Health workers in Western Africa trying to contain the Ebola outbreak continue to voice the need for better communication with the local communities. So, West-African based tech company Code Innovation, with the help of a volunteer team from Chile, Lebanon, Kenya, Senegal and Gambia, turned to an Israeli technology to create a free “About Ebola” mobile application to support public health outreach and communication efforts to educate the public about Ebola viral disease.
The Snapp apps builder technology is the brainchild of Vito Margiotta, Assaf Kindler and Gabriel Gurovich from the Singularity University. Snapp lets anyone with an idea produce a mobile app from any smartphone via its free platform.
According to a Code Innovation press release, the app was created with the Snapp apps builder in response to WHO spokesperson Tarik Jasarevic saying, “What is really important is to inform the population of Guinea and Conakry about this disease, as this is the first time they are facing Ebola. They need to know what it is and how they can protect themselves.”
It took 11 days for the volunteers to build the informational Ebola app.
The content for the app was adapted from information on the websites of the US Centers for Disease Control and Prevention and the World Health Organization. It was translated into African languages including Wolof, Jola and Swahili by a team of volunteers. The Code Innovation team says other African language translations will be included as they are crowd-sourced from the wider public.
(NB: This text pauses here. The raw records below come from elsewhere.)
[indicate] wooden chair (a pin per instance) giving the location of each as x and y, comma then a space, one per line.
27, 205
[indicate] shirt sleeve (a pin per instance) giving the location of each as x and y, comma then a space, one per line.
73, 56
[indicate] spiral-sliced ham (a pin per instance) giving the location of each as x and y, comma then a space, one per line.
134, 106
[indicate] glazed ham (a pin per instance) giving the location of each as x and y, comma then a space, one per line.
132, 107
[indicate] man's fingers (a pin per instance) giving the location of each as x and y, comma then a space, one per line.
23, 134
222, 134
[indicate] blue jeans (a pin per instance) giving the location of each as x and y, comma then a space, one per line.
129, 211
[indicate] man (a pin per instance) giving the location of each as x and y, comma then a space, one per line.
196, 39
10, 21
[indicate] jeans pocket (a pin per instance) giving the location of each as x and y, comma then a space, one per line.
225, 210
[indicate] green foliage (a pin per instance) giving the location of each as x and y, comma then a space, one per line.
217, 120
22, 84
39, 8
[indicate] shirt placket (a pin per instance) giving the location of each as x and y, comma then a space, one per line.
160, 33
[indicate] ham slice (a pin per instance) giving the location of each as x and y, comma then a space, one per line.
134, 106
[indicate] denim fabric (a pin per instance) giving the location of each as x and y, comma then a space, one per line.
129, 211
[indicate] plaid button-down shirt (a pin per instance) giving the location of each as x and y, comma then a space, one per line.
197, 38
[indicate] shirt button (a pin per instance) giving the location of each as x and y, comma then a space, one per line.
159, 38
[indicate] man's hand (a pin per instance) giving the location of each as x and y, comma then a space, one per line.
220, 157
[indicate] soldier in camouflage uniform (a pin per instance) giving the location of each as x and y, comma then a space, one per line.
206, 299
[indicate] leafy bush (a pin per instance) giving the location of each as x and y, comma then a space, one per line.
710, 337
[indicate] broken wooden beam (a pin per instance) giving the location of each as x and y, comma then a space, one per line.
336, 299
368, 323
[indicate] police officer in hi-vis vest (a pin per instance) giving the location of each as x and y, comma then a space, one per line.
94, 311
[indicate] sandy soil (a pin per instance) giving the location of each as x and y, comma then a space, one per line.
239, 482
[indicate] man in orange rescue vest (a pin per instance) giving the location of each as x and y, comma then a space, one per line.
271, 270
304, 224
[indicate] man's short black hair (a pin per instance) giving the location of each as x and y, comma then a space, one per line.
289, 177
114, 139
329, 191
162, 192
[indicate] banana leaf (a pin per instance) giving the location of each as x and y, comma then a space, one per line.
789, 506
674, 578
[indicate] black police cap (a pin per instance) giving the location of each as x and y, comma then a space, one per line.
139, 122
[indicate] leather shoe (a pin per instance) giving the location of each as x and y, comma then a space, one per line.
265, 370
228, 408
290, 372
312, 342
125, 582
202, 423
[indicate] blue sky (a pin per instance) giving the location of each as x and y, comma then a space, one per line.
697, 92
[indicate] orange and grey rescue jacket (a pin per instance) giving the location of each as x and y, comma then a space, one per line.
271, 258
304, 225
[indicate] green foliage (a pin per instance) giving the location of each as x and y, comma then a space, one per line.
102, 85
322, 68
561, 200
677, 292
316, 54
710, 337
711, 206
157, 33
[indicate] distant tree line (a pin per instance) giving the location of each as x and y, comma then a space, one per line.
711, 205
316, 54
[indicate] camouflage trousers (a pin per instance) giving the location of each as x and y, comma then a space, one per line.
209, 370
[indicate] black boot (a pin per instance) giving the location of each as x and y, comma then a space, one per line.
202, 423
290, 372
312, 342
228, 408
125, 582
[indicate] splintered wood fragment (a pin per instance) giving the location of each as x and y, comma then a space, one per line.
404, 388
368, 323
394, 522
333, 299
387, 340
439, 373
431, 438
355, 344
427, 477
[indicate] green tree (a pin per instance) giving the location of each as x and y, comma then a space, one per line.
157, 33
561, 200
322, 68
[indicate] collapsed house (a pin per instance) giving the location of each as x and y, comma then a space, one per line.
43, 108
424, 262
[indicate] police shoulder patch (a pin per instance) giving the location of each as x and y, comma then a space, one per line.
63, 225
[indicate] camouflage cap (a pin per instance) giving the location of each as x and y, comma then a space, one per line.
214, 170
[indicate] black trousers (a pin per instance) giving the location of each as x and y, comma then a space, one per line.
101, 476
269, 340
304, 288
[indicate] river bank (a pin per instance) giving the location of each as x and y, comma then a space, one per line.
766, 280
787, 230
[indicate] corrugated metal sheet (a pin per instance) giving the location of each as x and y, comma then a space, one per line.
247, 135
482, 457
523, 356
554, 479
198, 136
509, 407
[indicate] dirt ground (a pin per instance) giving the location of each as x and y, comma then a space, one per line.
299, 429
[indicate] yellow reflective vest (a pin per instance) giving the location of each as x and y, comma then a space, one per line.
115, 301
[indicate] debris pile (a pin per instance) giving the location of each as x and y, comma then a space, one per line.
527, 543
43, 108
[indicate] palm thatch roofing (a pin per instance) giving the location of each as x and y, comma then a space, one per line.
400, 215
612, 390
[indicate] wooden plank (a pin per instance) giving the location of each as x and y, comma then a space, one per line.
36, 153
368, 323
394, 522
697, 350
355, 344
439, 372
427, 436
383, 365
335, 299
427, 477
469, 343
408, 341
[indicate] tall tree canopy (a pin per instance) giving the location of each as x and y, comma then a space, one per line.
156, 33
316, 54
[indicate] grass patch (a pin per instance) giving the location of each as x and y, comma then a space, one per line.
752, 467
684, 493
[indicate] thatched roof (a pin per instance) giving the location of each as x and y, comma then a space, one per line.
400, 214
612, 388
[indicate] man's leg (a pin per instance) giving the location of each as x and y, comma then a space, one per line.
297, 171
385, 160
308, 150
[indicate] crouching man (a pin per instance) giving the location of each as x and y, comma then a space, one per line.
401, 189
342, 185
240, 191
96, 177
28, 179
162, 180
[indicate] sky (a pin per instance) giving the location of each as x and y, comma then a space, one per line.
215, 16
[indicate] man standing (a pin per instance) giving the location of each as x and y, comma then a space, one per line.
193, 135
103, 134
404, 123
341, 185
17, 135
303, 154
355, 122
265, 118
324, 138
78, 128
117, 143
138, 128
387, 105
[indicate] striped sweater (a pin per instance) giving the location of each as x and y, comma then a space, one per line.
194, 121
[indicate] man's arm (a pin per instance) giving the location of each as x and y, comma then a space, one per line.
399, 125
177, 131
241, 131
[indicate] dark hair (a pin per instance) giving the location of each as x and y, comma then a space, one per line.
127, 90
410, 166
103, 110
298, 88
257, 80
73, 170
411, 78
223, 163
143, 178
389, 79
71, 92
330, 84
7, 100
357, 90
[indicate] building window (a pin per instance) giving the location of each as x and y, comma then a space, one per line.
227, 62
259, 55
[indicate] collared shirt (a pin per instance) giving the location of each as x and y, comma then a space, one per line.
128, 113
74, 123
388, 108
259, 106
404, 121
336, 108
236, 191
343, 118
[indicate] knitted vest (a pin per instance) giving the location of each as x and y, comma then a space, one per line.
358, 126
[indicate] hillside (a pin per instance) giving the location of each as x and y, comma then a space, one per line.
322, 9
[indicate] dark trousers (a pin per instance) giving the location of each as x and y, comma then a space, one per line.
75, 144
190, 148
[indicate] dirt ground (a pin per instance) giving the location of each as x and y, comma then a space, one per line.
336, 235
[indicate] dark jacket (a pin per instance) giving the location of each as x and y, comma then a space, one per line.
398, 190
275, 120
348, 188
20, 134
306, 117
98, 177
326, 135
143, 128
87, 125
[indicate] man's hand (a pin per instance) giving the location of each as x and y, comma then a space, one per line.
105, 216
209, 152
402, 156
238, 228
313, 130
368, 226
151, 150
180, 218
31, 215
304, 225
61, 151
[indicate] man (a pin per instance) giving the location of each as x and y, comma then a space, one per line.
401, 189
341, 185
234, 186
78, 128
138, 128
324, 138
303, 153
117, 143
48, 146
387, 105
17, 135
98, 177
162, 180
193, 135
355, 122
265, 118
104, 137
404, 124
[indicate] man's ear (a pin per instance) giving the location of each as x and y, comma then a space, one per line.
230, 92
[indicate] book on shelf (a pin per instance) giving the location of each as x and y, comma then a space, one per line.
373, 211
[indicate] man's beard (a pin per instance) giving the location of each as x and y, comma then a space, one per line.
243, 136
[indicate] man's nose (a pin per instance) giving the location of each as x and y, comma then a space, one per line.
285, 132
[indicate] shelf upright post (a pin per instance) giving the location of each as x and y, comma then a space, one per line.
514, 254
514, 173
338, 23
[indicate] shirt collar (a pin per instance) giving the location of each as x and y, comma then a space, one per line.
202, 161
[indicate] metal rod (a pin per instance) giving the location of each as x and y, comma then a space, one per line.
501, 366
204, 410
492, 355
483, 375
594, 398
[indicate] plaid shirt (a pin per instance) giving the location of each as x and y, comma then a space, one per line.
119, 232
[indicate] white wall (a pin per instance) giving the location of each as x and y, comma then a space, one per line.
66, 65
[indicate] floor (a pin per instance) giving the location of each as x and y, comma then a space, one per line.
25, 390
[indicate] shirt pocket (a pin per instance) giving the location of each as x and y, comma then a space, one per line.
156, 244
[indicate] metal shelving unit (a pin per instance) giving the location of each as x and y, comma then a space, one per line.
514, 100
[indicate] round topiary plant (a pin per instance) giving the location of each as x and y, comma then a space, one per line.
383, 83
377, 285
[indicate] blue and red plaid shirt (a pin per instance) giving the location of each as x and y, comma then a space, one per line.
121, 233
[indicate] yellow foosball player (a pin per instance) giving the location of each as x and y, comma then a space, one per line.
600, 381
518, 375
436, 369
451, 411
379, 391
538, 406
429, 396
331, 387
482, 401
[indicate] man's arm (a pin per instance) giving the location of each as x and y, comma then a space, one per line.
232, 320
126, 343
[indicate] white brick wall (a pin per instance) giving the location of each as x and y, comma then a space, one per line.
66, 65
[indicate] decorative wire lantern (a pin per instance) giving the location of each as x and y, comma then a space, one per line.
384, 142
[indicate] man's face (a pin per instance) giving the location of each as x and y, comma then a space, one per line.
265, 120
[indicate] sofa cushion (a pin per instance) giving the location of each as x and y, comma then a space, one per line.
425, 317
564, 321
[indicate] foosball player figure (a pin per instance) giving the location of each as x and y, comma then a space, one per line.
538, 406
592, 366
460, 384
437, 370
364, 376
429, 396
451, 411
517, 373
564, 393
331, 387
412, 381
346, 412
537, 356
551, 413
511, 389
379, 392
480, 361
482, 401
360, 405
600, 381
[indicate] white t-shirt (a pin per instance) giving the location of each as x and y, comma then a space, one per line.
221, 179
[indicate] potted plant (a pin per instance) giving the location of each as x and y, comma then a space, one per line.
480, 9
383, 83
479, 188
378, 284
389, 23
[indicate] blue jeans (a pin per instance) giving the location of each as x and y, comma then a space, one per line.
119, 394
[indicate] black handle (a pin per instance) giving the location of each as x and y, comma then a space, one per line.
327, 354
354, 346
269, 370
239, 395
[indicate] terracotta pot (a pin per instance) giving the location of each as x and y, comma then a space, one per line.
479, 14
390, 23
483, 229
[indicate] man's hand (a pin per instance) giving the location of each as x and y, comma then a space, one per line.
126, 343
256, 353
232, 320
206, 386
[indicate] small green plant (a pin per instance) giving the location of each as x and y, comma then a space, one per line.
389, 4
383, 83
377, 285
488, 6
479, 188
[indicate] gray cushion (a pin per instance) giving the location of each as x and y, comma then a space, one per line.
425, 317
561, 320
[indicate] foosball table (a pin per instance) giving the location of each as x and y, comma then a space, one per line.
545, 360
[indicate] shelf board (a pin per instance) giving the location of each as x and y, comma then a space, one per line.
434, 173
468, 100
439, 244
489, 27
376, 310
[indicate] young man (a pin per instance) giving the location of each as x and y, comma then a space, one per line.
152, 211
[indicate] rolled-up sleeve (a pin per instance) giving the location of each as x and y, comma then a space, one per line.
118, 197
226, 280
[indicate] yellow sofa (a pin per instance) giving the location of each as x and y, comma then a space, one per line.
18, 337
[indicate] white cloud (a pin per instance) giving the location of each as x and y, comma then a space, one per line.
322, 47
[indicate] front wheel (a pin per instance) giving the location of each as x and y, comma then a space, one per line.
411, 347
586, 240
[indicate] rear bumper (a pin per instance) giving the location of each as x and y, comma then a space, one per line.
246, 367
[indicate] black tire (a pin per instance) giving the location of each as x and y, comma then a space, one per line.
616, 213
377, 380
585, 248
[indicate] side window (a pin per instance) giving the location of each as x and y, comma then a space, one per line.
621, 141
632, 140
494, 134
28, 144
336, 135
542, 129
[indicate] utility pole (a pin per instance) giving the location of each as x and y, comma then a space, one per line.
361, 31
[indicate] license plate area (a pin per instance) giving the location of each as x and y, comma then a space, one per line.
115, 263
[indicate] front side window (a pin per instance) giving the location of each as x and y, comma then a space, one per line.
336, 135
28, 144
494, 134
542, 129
Kindler of Snapp told the Times of Israel that the platform is so easy to use that adding languages is a simple task. “It’s essential that people understand exactly what is going on, and to do that you have to communicate with them in their own language,” Kindler to the news site. “Using Snapp, anyone can build an app by clicking on a few buttons on their mobile device, so it was easy for the volunteers to install the languages into their app.”
Moreover, the villagers who own the smartphones are regarded highly in their communities.
“In almost all these villages there are at least one or two people with smartphones, and they are very highly regarded, both for their ability to access information from the outside world, and for their acumen in acquiring a device in the first place. So when they tell villagers that they should be doing a lot of washing with soap and water – one of the methods the app lists as a way to prevent Ebola – the villagers are likely to listen,” Kindler told Times of Israel.